Implementing Game Theory in Unity

Step 1: Setting Up Unity Project

1. Create a New Project: Open Unity Hub, create a new 2D or 3D project.
2. Organize Your Project: Create folders for “Scripts,” “Prefabs,” and “Scenes.”

Step 2: Implementing Players and Strategies

1. Player Script:

csharp

using UnityEngine;

public class Player : MonoBehaviour
{
    public string playerName;
    public int strategy;
    public int payoff;

    public void ChooseStrategy(int chosenStrategy)
    {
        strategy = chosenStrategy;
    }

    public void SetPayoff(int payoffValue)
    {
        payoff = payoffValue;
    }
}

2. GameManager Script:

csharp

using UnityEngine;

public class GameManager : MonoBehaviour
{
    public Player player1;
    public Player player2;

    private int[,] payoffMatrixPlayer1 = { { 3, 0 }, { 5, 1 } }; // Player 1's payoffs
    private int[,] payoffMatrixPlayer2 = { { 3, 5 }, { 0, 1 } }; // Player 2's payoffs

    void Start()
    {
        player1.ChooseStrategy(0);
        player2.ChooseStrategy(1);

        CalculatePayoffs();
    }

    public void CalculatePayoffs()
    {
        int player1Strategy = player1.strategy;
        int player2Strategy = player2.strategy;

        int player1Payoff = payoffMatrixPlayer1[player1Strategy, player2Strategy];
        int player2Payoff = payoffMatrixPlayer2[player1Strategy, player2Strategy];

        player1.SetPayoff(player1Payoff);
        player2.SetPayoff(player2Payoff);

        Debug.Log($"{player1.playerName} payoff: {player1.payoff}");
        Debug.Log($"{player2.playerName} payoff: {player2.payoff}");
    }
}

Step 3: Creating the User Interface

1. Canvas Setup: Add a Canvas to the scene to display player strategies and payoffs.
2. UI Elements: Add Text elements to display current strategy and payoff for each player, and buttons for strategy selection.
3. UI Script:

csharp

using UnityEngine;
using UnityEngine.UI;

public class UIScript : MonoBehaviour
{
    public Text player1StrategyText;
    public Text player2StrategyText;
    public Text player1PayoffText;
    public Text player2PayoffText;
    public GameManager gameManager;

    void Update()
    {
        player1StrategyText.text = "Player 1 Strategy: " + gameManager.player1.strategy;
        player2StrategyText.text = "Player 2 Strategy: " + gameManager.player2.strategy;
        player1PayoffText.text = "Player 1 Payoff: " + gameManager.player1.payoff;
        player2PayoffText.text = "Player 2 Payoff: " + gameManager.player2.payoff;
    }
}

Step 4: Implementing Strategy Selection

1. Button Handlers:

csharp

using UnityEngine;

public class ButtonHandler : MonoBehaviour
{
    public GameManager gameManager;

    public void SetPlayer1Strategy(int strategy)
    {
        gameManager.player1.ChooseStrategy(strategy);
        gameManager.CalculatePayoffs();
    }

    public void SetPlayer2Strategy(int strategy)
    {
        gameManager.player2.ChooseStrategy(strategy);
        gameManager.CalculatePayoffs();
    }
}

2. UI Setup: Add buttons to the canvas and link them to the SetPlayer1Strategy and SetPlayer2Strategy methods in the ButtonHandler script.

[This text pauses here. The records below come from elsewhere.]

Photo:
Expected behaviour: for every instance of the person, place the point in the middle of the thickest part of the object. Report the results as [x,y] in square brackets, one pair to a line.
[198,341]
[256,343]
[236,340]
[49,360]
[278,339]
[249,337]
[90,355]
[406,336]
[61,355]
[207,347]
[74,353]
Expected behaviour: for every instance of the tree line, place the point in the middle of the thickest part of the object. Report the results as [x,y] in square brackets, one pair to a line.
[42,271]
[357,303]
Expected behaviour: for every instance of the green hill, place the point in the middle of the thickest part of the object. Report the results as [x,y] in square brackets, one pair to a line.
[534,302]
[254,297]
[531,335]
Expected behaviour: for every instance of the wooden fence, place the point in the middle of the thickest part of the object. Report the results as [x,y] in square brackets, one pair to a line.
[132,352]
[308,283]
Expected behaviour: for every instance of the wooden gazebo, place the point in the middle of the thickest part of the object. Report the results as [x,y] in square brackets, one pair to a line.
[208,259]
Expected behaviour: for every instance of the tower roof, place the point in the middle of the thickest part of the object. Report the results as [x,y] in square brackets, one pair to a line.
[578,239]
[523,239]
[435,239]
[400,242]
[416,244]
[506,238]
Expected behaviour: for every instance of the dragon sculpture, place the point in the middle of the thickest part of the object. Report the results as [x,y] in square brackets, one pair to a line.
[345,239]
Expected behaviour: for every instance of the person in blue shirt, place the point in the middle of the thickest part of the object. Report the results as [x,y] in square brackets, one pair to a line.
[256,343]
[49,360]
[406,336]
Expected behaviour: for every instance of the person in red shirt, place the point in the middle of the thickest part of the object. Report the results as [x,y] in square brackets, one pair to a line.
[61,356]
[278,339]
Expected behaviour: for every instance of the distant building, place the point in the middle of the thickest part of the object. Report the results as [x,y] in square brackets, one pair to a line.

Step 5: Extending Functionality with Advanced Concepts

1. Nash Equilibrium Calculation: Implement a method to find Nash Equilibria in the payoff matrices.

csharp

public void FindNashEquilibria()
{
    bool isNashEquilibrium = true;

    for (int s1 = 0; s1 < payoffMatrixPlayer1.GetLength(0); s1++)
    {
        for (int s2 = 0; s2 < payoffMatrixPlayer1.GetLength(1); s2++)
        {
            int payoff1 = payoffMatrixPlayer1[s1, s2];
            int payoff2 = payoffMatrixPlayer2[s1, s2];

            for (int s1Alt = 0; s1Alt < payoffMatrixPlayer1.GetLength(0); s1Alt++)
            {
                if (payoffMatrixPlayer1[s1Alt, s2] > payoff1)
                {
                    isNashEquilibrium = false;
                    break;
                }
            }

            for (int s2Alt = 0; s2Alt < payoffMatrixPlayer1.GetLength(1); s2Alt++)
            {
                if (payoffMatrixPlayer2[s1, s2Alt] > payoff2)
                {
                    isNashEquilibrium = false;
                    break;
                }
            }

            if (isNashEquilibrium)
            {
                Debug.Log($"Nash Equilibrium found at strategies: Player1 - {s1}, Player2 - {s2}");
            }
            isNashEquilibrium = true;
        }
    }
}

2. Graphical Representation of Strategies and Payoffs: Use Unity’s UI elements or graphical tools to visually represent the strategy space and payoffs. This can include graphs or matrices showing the possible outcomes for different strategies.
3. Advanced Player Models: Implement more sophisticated player models that can adapt their strategies based on past outcomes or learn over time.

csharp

using System.Collections.Generic;

public class AdvancedPlayer : MonoBehaviour
{
    public string playerName;
    public int strategy;
    public int payoff;
    private List<int> pastStrategies = new List<int>();
    private List<int> pastPayoffs = new List<int>();

    public void ChooseStrategy(int chosenStrategy)
    {
        strategy = chosenStrategy;
        pastStrategies.Add(chosenStrategy);
    }

    public void SetPayoff(int payoffValue)
    {
        payoff = payoffValue;
        pastPayoffs.Add(payoffValue);
    }

    public void LearnFromPast()
    {
        // Implement a learning algorithm (e.g., Q-learning, strategy adaptation)
    }
}

4. Networking and Multiplayer: Implement networking to allow multiple players to participate in the game over a network. Use Unity’s networking solutions like Unity Multiplayer or third-party tools like Photon Unity Networking (PUN).

Conclusion

By extending our implementation to include advanced concepts and more sophisticated models, we can create a rich and interactive simulation of game theory scenarios in Unity. This deeper exploration allows for better understanding and analysis of strategic interactions in games, which can be valuable for educational purposes, research, or creating complex strategic games.